課長と私

「んふふ~」

「……。」

「んふふふふふ!」

「何!?何その笑い方!気持ち悪いって!」


こっちを見ながら気味の悪い笑い方をする緩奈についつっこんでしまう。
いや、本当に気持ち悪い。美人だけど。

ランチでおしゃれなカフェまで来たのに緩奈がこのテンション。


「だってさぁ~、もうチャンスないかと思ってた藤崎とぉ、楓がぁ…んふふふ」

「ちょっと静かにしてよ!ってかそんなんじゃないってば…!」

「なんか、藤崎の気持ち知ってた私にとっては意外に嬉しいことなんだよねぇ…ちょっと応援してたし」

「そ、そうですか…。でも、本当そんなんじゃ…」


確かに先輩のことを一瞬でも忘れさせてくれた藤崎のことは少しだけ感謝している。

でも、だからこそ分かったことがあって。
やっぱり私は先輩のことが大好きなんだって。
先輩じゃないと、ダメなんだって。

もしそれで、先輩に断られたら。
そのときは、また考えようと思う。

先輩の家を離れて、もう3週間近い。
他の人にとってはなんでもない3週間だろうけど。

私にとっては先輩の大切さを知る大事な期間だった。


「緩奈…藤崎には感謝してるよ。

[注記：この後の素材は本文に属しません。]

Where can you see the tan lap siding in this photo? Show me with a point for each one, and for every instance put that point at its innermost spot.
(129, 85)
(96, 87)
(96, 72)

もちろん緩奈にも。」

「うん……私は楓の気持ちを尊重するよ。答え、出たんだね」


私の様子から何かを感じ取ってくれた緩奈が、真剣に話を聞いてくれる。

これからどうやって先輩と会おう。
会って、そこからどんな話をすれば伝わるんだろう。

ほとんど毎日近くにいるのに話が出来ず、顔もうまく見れない。

好きなのに。言葉にして伝えられない。
見えない鎖のようなものに縛られている気がして。

でも、そこから1歩を踏み出せるように。
自分の気持ちを伝えるだけでもいい。

それだけでいいから。



私は、亮くんのことが大好きだ。